I have modified that dataset script locally to make a few different changes and more natively support different resolution of NWP grid outputs, here is what I was using that showed the issue, with just a single Zarr file for this. This script checks the majority of the fields for NaNs when creating examples and outputs them to the command line as it goes, but yeah, today it works apparently.
"""Archival NOAA NWP forecasting data covering most of 2016-2022. """
import numpy as np
import xarray as xr
import json
import datasets
from datasets import Array3D, Sequence, Value, Array2D
# Find for instance the citation on arxiv or on the dataset repo/website
_CITATION = """\
@InProceedings{ocf:gfs,
title = {GFS Forecast Dataset},
author={Jacob Bieker},
year={2022}
}
"""
# You can copy an official description
_DESCRIPTION = """\
This dataset consists of various NOAA datasets related to operational forecasts, including FNL Analysis files,
GFS operational forecasts, and the raw observations used to initialize the grid.
"""
_HOMEPAGE = "https://mtarchive.geol.iastate.edu/"

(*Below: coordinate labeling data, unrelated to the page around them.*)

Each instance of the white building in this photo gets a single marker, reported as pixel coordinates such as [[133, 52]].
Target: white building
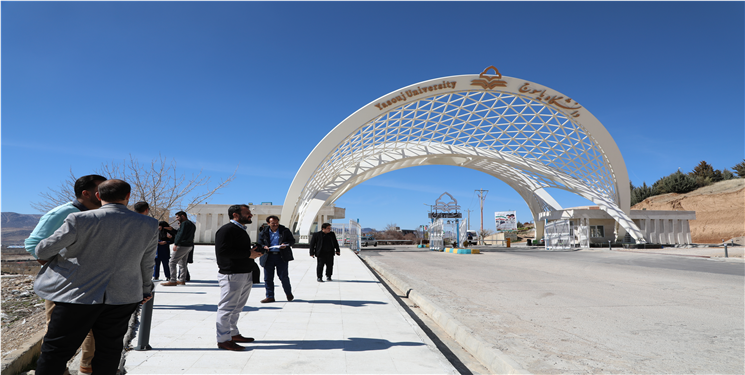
[[210, 217], [590, 224]]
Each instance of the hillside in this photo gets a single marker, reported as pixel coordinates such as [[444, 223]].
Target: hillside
[[720, 210], [14, 228]]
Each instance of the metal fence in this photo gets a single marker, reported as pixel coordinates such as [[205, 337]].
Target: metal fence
[[436, 232]]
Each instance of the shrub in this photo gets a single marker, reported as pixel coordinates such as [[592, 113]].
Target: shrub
[[640, 193], [739, 168], [677, 182]]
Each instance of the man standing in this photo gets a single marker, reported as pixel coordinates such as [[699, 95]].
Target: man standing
[[235, 261], [85, 199], [97, 272], [183, 244], [277, 241], [322, 246]]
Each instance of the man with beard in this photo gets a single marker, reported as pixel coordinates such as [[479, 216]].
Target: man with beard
[[183, 245], [85, 189], [322, 246], [98, 271], [277, 241], [235, 260]]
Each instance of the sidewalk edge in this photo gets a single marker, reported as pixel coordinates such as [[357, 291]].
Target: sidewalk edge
[[21, 357], [493, 359]]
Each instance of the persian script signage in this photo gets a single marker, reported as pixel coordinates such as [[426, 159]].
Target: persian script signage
[[559, 101], [445, 215], [489, 82]]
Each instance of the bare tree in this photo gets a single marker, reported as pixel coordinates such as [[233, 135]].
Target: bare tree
[[159, 184]]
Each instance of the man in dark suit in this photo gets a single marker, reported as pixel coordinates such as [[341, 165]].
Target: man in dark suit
[[322, 246], [277, 241], [97, 272], [235, 262], [183, 246]]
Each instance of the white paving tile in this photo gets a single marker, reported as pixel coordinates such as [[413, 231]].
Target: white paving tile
[[349, 325]]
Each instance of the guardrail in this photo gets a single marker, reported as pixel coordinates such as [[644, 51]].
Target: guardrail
[[393, 242]]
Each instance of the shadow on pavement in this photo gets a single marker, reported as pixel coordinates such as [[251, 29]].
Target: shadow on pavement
[[343, 303], [353, 344], [203, 307]]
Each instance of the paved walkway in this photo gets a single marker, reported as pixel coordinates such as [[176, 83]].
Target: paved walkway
[[350, 325]]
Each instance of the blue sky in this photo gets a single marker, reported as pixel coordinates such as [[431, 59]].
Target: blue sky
[[257, 85]]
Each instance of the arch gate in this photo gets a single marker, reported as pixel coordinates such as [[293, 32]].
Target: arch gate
[[525, 134]]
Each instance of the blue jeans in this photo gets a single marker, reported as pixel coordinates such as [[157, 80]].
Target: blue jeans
[[274, 260]]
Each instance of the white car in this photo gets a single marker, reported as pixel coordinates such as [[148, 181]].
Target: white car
[[367, 241]]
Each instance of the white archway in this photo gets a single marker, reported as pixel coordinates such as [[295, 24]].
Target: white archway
[[527, 135]]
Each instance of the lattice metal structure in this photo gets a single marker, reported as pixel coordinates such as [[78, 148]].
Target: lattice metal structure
[[527, 135], [436, 234]]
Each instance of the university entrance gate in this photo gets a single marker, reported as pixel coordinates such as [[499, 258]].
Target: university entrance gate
[[525, 134]]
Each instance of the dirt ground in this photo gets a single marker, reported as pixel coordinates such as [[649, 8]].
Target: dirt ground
[[21, 311], [720, 210]]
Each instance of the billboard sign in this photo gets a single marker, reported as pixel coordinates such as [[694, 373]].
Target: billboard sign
[[506, 220]]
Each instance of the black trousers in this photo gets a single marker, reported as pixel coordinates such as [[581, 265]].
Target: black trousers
[[68, 327], [325, 260]]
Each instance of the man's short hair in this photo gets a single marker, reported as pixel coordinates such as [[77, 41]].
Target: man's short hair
[[114, 190], [235, 209], [141, 207], [86, 183]]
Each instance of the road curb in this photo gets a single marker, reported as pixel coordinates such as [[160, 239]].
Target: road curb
[[493, 359], [19, 358]]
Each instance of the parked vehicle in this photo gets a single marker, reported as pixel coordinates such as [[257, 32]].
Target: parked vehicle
[[367, 241]]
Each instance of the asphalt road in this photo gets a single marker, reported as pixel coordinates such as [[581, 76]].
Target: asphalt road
[[591, 311]]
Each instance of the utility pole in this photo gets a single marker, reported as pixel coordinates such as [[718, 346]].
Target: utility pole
[[482, 196]]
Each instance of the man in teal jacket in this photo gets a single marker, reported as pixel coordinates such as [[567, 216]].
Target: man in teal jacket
[[85, 199]]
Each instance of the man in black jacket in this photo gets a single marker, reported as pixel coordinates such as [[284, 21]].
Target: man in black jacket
[[276, 241], [322, 246], [235, 260]]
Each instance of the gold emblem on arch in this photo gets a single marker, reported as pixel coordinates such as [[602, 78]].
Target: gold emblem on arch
[[489, 81]]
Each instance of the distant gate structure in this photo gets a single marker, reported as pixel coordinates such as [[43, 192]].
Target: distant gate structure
[[525, 134]]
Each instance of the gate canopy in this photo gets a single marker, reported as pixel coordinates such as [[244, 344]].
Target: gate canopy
[[527, 135]]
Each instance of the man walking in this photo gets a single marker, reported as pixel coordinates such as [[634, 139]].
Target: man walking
[[183, 244], [276, 241], [235, 262], [85, 189], [97, 272], [322, 246]]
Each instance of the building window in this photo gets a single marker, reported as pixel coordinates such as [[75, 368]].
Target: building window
[[597, 231]]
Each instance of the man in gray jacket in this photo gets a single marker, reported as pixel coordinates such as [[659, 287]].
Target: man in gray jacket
[[98, 270]]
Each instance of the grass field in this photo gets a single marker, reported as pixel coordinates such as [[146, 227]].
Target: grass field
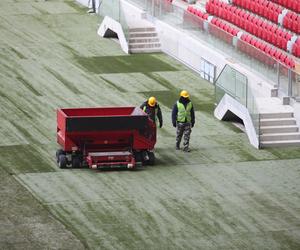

_LICENSE = "US Government data, Open license, no restrictions"
# The HuggingFace Datasets library doesn't host the datasets but only points to the original files.
# This can be an arbitrary nested dict/list of URLs (see below in `_split_generators` method)
_URLS = {
"gfs_v16_2deg": ['data/forecasts/GFSv16/2022/02/2022021412.zarr.zip'],
"raw": "raw.json",
"analysis": "analysis.json",
}
import urllib.request
class GraphWeather(datasets.GeneratorBasedBuilder):
"""Archival MRMS Precipitation Rate Radar data for the continental US, covering most of 2016-2022."""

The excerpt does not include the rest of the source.